While he insists he did not shrink from the fight he was facing, it was clear that he was expecting an entirely unpleasant experience.

“Not just this race, but politics in general has been a very toxic environment,” said Seybert. “The cost of leadership is a lot higher now. It got beyond what I was willing to pay. Most people won’t run because most people can’t stomach it.”

Both of them remain alarmed at the way accusers hide behind social media.

“Some people who attack you in social media, when they see you in person, they act like it never happened,” said Seybert. He called it “digital cowardice.”

The ability to succeed in such an environment will require council members with a willingness to withstand the slings and arrows that come with the job, and look beyond the momentary passions of a particular issue.

“Leadership isn’t a popularity contest, but an election is,” said Gee. “There will be decisions a councilmember has to make that are not popular decisions.”

“What tough decisions are you prepared to make?” said Seybert. “I look for people who will make the decisions, whether they agree with me or not. … I don’t like some of the effects of the rapid growth that has occurred.
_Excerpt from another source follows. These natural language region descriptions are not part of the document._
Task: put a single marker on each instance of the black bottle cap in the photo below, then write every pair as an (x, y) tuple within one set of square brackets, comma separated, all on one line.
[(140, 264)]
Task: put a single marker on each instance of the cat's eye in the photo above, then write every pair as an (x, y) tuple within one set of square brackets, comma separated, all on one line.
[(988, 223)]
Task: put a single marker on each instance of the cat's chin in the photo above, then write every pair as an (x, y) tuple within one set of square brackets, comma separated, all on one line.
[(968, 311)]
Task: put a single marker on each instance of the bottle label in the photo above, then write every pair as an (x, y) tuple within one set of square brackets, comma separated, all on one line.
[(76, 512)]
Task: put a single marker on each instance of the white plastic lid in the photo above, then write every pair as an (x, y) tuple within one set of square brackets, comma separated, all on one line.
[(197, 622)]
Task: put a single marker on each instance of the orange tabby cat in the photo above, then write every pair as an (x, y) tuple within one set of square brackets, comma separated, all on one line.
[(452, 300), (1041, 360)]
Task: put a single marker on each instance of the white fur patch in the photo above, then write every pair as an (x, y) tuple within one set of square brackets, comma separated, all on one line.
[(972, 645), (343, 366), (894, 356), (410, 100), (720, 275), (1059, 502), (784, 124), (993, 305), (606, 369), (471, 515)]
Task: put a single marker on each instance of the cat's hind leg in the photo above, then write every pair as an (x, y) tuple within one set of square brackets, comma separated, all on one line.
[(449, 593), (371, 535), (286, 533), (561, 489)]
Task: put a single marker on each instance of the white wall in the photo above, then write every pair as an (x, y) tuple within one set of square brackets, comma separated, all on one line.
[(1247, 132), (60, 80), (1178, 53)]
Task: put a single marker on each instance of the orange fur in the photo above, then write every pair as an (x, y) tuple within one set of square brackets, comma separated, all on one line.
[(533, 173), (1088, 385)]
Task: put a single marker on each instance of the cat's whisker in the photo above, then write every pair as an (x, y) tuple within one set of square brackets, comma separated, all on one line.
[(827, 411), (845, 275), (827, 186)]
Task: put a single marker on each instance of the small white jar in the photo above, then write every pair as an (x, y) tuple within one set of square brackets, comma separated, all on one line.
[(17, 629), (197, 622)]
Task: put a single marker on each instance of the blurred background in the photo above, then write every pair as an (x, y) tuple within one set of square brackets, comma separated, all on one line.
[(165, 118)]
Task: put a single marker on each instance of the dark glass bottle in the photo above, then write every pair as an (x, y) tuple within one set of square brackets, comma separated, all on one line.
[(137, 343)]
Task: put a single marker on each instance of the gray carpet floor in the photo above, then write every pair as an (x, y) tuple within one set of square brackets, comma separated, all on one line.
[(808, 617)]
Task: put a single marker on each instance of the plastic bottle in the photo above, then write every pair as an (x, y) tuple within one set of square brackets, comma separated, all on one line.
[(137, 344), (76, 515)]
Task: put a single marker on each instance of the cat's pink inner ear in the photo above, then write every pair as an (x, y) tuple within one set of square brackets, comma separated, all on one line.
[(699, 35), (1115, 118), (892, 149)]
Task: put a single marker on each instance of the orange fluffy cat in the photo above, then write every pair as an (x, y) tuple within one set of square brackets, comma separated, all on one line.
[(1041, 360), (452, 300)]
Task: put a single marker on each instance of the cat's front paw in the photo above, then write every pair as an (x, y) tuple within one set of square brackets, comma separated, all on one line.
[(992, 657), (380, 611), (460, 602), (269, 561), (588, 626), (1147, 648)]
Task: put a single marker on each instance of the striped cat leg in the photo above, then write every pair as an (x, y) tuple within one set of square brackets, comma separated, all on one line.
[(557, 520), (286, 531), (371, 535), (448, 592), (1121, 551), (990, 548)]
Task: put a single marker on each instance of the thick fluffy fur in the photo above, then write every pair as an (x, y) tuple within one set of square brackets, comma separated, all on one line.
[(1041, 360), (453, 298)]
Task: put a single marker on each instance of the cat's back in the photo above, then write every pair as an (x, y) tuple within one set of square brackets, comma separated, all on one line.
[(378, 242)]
They make me uncomfortable. But I’m not doing this to be comfortable today. You don’t save for college when your kids are 2 because it’s comfortable.”

Gee and Seybert have endorsed Hale and Galisatus. Seybert also has endorsed Howard. Gee said no one else has asked for his endorsement.
“I endorsed people who have what it takes to make these hard decisions,” Seybert said.

Gee urged voters to look among the candidates for those “with the ability to learn and represent the young and the demographics who are not represented. … What do they envision Redwood City to be in 20 or 30 years? What happens when autonomous vehicles hit the road.”

He called it being able to “look around the corner” to see what might be coming.

Ultimately, Seybert and Gee said, there are some essential qualities a council member must possess.

Gee called them basic skills: Leadership, values, guiding principles, vision, working well with others, knowledge and the ability to learn, a breadth of capabilities.
He said voters should be looking for council members who have relevant work experience in day-to-day finance, in borrowing and financing, in asset management, in recruiting and retaining good staff.

Gee and Seybert said that to be effective, a council member must be able to do certain things.

Can the person win over a majority of the council – can he or she get four votes? That implies an ability to work with others and, ultimately, to compromise for the greater good.

Will the candidate represent Redwood City effectively on the many critical regional boards and commissions, winning the respect of colleagues and serving as a useful advocate for the city’s interests?

Gee currently chairs the SamTrans Board of Directors and represents San Mateo County on the Caltrain Board of Directors, positions he obtained by a vote of his peers at every city council in the county.

These regional bodies make decisions that are critical for the region and, therefore, for Redwood City. A council member cannot assume that the issues facing Redwood City are unique and isolated, they said.

“The drawbridge doesn’t work,” Gee said. “We have to work together.”

And will the council member look beyond a council chamber full of angry residents to see the bigger issues that could face the city in the future?

“Can unpopular decisions be made and lead the city?” Gee asked.

“Can they do their homework?” Gee asked. “Will they come to meetings prepared? Do they believe in being a diverse and welcoming city? If so, what have they done? What nonprofits do they support and participate in? What and where and how regularly do they volunteer? Will they represent all parts of Redwood City or just a portion?”

“It’s not about who shows up the city council meetings,” Seybert said, describing the meetings as the “tip of the iceberg” when it comes to council duties.

“Paying attention to social media is like running to the front of a crowd and yelling, ‘Follow me,’” Seybert said.